C = 20 mg/kg-day x 70 kg x 0.2 / 1000 x 2 L/day =
0.14 mg/L = 140 ug/L

Based on the health protective concentration calculated, the Office of Environmental Health Hazard Assessment recommends and supports an action level of 140 ppb (ug/L) for o-chlorotoluene in drinking water. Should you have any questions about this review, please contact me at (510) 622-3168.


References

ACGIH (1971. Documentation of the threshold limit value for substances in workroom air. American Conference of Government and Industrial Hygienists.
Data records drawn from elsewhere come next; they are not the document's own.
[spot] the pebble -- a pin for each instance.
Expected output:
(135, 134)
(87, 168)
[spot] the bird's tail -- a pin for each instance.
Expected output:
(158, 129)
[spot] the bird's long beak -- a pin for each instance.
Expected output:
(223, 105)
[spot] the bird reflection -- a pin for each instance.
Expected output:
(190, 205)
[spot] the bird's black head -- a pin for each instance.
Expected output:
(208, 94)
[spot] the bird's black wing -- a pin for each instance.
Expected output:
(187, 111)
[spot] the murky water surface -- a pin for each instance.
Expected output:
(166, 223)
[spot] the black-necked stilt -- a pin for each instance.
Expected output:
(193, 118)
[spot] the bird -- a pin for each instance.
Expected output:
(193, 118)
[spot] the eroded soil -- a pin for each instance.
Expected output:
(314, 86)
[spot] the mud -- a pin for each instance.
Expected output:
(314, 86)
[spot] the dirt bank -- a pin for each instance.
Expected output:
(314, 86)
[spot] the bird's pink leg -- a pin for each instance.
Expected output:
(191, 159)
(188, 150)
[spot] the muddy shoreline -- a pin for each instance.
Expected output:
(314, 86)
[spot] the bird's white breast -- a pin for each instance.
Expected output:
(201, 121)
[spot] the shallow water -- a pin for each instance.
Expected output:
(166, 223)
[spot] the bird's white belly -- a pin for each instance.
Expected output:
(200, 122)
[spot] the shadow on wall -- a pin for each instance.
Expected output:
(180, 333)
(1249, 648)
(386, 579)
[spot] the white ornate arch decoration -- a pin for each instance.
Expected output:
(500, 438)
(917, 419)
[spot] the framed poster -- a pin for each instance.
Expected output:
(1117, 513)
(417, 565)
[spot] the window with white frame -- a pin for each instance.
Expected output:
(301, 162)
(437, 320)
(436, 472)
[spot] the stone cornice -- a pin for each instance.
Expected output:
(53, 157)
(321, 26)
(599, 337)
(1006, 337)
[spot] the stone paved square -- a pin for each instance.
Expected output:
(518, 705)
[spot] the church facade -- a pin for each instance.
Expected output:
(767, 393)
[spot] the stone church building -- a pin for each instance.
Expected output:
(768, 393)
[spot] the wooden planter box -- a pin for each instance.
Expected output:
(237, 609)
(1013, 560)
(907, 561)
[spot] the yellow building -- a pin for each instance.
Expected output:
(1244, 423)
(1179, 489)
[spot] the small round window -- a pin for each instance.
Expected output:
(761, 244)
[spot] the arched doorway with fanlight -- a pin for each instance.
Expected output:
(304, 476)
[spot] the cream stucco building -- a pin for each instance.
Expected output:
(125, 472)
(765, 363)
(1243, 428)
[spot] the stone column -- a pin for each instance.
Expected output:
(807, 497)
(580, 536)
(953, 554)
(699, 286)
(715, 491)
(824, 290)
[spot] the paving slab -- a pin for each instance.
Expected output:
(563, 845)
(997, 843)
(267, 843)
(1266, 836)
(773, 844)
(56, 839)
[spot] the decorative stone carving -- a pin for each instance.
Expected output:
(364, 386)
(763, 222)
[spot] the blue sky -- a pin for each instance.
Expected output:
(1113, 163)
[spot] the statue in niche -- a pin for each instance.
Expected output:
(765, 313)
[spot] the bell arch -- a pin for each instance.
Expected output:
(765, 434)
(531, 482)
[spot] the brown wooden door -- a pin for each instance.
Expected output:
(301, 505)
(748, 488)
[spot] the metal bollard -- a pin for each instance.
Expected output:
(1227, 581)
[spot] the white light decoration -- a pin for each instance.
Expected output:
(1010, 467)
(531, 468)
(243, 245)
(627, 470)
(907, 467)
Gibson, WR; Gossett, FO; Koenig, GR; Marroqine F (1974a). The toxicity of oral daily doses of o-chlorotoluene in the dog. Toxicology Division, Lily Research Laboratories, Submitted to the Test Rules Development Branch, Office of Toxic Substances, U.S. EPA, Washington, DC.

Gibson, WR; Gossett, FO; Koenig, GR; Marroquin F (1974b). The toxicity of oral daily doses of o-chlorotoluene in the rat. Toxicology Division, Lilly Research Laboratories, Submitted to the Test Rules Development Branch, Office of Toxic Substances, U.S. EPA, Washington, DC.

HSDB (2000). Hazardous Substance Data Bank, National Library of Medicine, National Institutes of Heath. Available on line at http://sis.nlm.nih.gov.

IRIS (2000). U.S. EPA, Integrated risk management system substance file - o-chlorotoluene. Available on line at http://www.epa.gov/ngispgm/iris/subst0412.htm.

Quistad GB, Mulholland KM, Jamieson GC (1983). 2-Chlorotoluene metabolism by rats. J Agric Food Chem 31(6):1158-62.

U.S. EPA (1985). Health and Environmental Effects Profile for Chlorotoluene (o-, m-, p-). Prepared by the Office of Health and Environmental Assessment, Environmental Criteria and Assessment Office, Cincinnati, Ohio for the Office of Solid Waste and Emergency Response, Washington, DC.